Le journal du grand Maître de thé
par KOBORI Sojitsu,
treizième grand Maître de l’Ecole Enshu Sado
A l’aube[mois de février 2020]
Je vous présente tous mes vœux de bonheur et de prospérité pour l’année Reiwa 2 (2020).
A la suite du changement d’ère en mai dernier avec l’intronisation du nouvel empereur, nous avons passé le premier nouvel an de l’ère Reiwa. Les premiers trois jours sacrés de janvier ont été cléments et la nouvelle année semblait avoir commencé calmement. Dans le domaine sportif, le rugby et la course de relais sur route nous ont enthousiasmés.
Chez moi, la préparation des activités liées au nouvel an commence à partir du 20 décembre. D’abord le changement de tatamis. Un groupe de cinq à six artisans met environ cinq jours pour la remise à neuf. Ces jours-ci, les artisans de tatamis ont un problème de vieillissement et de manque de successeurs, ce qui nous préoccupe beaucoup. Je souhaite vivement que, au-delà de la préservation des cultures traditionnelles majeures, le gouvernement prenne des mesures destinées à assurer la succession de ceux qui appuient ces dernières à la base. Au cinquième jour, une fois le travail achevé, le responsable du groupe et moi-même vérifie celui-ci. Si les deux parties sont unanimes à constater la présence d’un défaut, le travail recommence. L’année dernière, quelques tatamis ont dû être refaits, ce qui est assez rare. Initialement, ces hommes devaient terminer leur journée à 17 heures, mais ils ont dû rester jusqu’à 20 heures. C’est dire qu’ils ont fait preuve de professionnalisme.

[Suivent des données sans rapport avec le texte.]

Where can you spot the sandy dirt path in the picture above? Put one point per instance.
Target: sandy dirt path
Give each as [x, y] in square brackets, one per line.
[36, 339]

A la même période, nous faisons appel à des jardiniers pour embellir le jardin. Et toute ma famille se met à faire un grand ménage de notre maison. Il appartient à moi et à mon fils Shota de faire un nettoyage de l’autel où sont honorés les maitres successifs de notre école de thé. Le 29 décembre, je vais chez un fleuriste avec mes deux filles et mon fils pour acheter des fleurs qui décoreront le tokonoma du nouvel an. Dans notre jardin, il y a des camélias qui poussent, mais nous en achetons à titre de réserve. Ces dernières années, il m’arrive de laisser à mon fils le soin de choisir des fleurs. Le lendemain, nous mettons du mochi (pâte de riz cuit à la vapeur et passé au pilon) dans le tokonoma de chaque pièce et décorons la devanture de la maison d’une manière propre à notre école. Entre-temps, les membres féminins de ma famille préparent les plats pour le nouvel an. Dès le matin du jour de réveillon, cette préparation entre dans sa dernière phase. Je commence à préparer la cérémonie du thé du réveillon. A midi, nous prenons des soba (nouilles de sarrasin) et, dans l’après-midi, nous nous préparons à accueillir des invités. Le gâteau à leur offrir est sobagaki (gâteau de soba). C’est à mon fils Shota de le préparer.
Une fois la cérémonie du thé du réveillon achevée, nous préparons la décoration du tokonoma. A minuit, nous offrons du thé à nos ancêtres et, après avoir lu des textes bouddhiques, nous procédons à la première cérémonie du thé pour souhaiter le bonheur. C’est moi-même qui offre du thé à chacun des membres de ma famille. Par la suite, ceux-ci vont au lit, sauf Shota et moi-même qui rangeons les matériels de thé. Après un bref sommeil, vers 7 heures, nous mettons de nouveau des charbons dans le foyer. Et après le traditionnel petit-déjeuner, nous prenons tous du thé du nouvel an.
Tous ces actes que je viens de décrire s’inscrivent dans la tradition de notre école et resterons inchangés dans l’ère Reiwa.